Durante una década, entre 2000 y 2010, el artista vivió sin freno: «Yo no paraba, no paraba», reconoce. Su vida era un bucle constante de estudios de grabación y giras. El colombiano se encontraba en su etapa de mayor esplendor musical con los álbumes Un día normal, Mi sangre o La vida… es un ratico. «Entra, disco, grabe, salga de gira, vuelve, entra», explica. En ese momento, todo tenía sentido: «Y todo me parecía maravilloso porque era éxito».
Pero ese ritmo tenía un precio a pagar. Y el más alto fue el tiempo. «Se llevó mucho tiempo que tenía que haber compartido con mis hijos», confiesa. De hecho, no duda en señalar qué fue lo más doloroso: «Lo que más duro me dio de todo lo que me pasó fue el tiempo que tuve que pasar lejos de casa cuando quería estar con mis hijos… cuando estaban pequeñitos«.
Momentos cotidianos, irrepetibles, que no pudo vivir. «Cuando tenía que ir al colegio, cuando tenía que estar ahí y no pude», recuerda. Una ausencia que, poco a poco, fue dejando huella.

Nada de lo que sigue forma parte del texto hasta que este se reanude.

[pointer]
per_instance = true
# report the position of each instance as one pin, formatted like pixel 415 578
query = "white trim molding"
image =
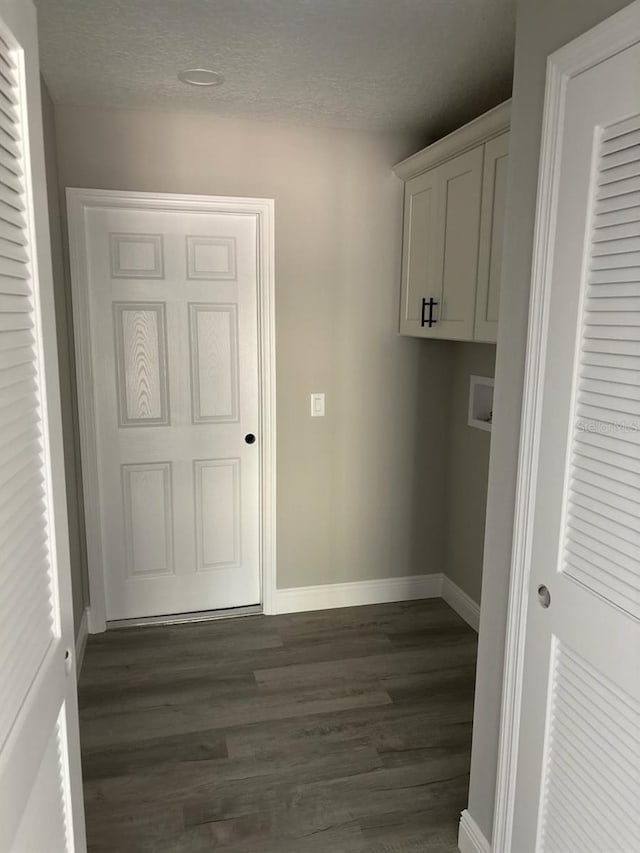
pixel 474 133
pixel 82 636
pixel 470 838
pixel 356 593
pixel 615 34
pixel 462 603
pixel 78 202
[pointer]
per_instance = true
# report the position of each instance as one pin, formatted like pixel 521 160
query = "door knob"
pixel 544 596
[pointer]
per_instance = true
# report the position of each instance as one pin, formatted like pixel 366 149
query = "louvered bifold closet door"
pixel 26 627
pixel 603 524
pixel 40 778
pixel 26 588
pixel 592 780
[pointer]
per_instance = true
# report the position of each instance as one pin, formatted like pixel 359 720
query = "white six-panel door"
pixel 172 296
pixel 577 777
pixel 40 780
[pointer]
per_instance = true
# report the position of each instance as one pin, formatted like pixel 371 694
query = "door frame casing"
pixel 78 202
pixel 615 34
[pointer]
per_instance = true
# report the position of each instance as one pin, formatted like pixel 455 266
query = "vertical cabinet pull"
pixel 429 303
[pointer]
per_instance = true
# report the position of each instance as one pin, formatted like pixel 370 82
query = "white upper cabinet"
pixel 494 192
pixel 453 232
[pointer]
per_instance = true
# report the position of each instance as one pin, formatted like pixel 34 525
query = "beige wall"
pixel 351 501
pixel 67 367
pixel 542 27
pixel 467 472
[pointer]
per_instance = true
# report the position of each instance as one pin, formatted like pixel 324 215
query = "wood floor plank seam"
pixel 344 731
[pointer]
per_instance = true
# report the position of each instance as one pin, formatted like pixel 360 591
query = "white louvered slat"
pixel 592 784
pixel 603 497
pixel 618 189
pixel 26 599
pixel 615 175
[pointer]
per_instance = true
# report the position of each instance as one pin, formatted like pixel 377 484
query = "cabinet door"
pixel 442 223
pixel 422 248
pixel 461 182
pixel 494 190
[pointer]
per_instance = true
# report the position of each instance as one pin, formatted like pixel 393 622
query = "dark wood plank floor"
pixel 343 731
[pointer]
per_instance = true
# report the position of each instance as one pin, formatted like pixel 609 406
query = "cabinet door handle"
pixel 430 304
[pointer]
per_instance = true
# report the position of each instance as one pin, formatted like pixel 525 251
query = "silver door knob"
pixel 544 596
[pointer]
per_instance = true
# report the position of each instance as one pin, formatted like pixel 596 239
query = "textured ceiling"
pixel 375 64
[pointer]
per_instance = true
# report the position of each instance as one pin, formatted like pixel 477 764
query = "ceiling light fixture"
pixel 201 77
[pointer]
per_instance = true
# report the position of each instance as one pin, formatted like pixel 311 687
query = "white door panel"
pixel 173 307
pixel 40 781
pixel 577 784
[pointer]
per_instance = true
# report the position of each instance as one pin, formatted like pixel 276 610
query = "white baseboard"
pixel 462 603
pixel 470 839
pixel 81 639
pixel 329 596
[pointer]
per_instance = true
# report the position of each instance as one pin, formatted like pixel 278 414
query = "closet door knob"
pixel 544 596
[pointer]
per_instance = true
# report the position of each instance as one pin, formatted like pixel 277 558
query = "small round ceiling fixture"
pixel 201 77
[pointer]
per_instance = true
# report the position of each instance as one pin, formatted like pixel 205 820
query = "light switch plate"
pixel 317 405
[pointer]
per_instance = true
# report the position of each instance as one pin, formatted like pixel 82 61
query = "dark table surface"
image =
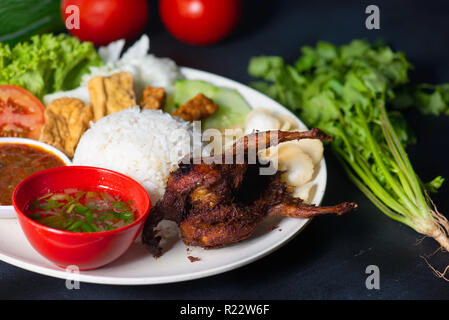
pixel 329 258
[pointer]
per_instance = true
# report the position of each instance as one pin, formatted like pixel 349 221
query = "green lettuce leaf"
pixel 47 63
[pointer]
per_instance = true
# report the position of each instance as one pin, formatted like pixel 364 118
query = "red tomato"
pixel 104 21
pixel 21 113
pixel 200 22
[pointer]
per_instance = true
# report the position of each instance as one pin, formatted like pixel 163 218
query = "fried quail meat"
pixel 216 204
pixel 66 119
pixel 152 98
pixel 198 108
pixel 111 94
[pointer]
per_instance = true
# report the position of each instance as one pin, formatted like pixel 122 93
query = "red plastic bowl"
pixel 83 250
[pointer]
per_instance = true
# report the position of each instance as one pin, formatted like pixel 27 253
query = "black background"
pixel 328 259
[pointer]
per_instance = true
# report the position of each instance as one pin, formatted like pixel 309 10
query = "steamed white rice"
pixel 144 145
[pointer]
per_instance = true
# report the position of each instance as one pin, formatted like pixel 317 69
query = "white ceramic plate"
pixel 137 267
pixel 7 212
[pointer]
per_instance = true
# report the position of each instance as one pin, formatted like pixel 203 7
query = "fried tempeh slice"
pixel 198 108
pixel 152 98
pixel 111 94
pixel 66 119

Con el tiempo, esa intensidad acabó pasándole factura. Y lo explica con una imagen muy clara: «Es como los ‘pits’ en la Fórmula 1. Si no vas y cambias la llanta o le echas gasolina a los frenos, te estrellas». Eso fue exactamente lo que sintió. «Yo no supe controlar bien el momento», admite. Hasta que llegó el punto de ruptura consigo mismo.
«Un día me levanté, me miré al espejo y yo no me reconozco. No soy yo. Esto no es lo que yo quiero», explica. Ese instante marcó un antes y un después y lo demuestra en una de sus últimas canciones, Timelapse de sol. Una colaboración, junto a Rawayana, en la que pone en valor precisamente eso: el paso del tiempo y la importancia de no dejar que pase.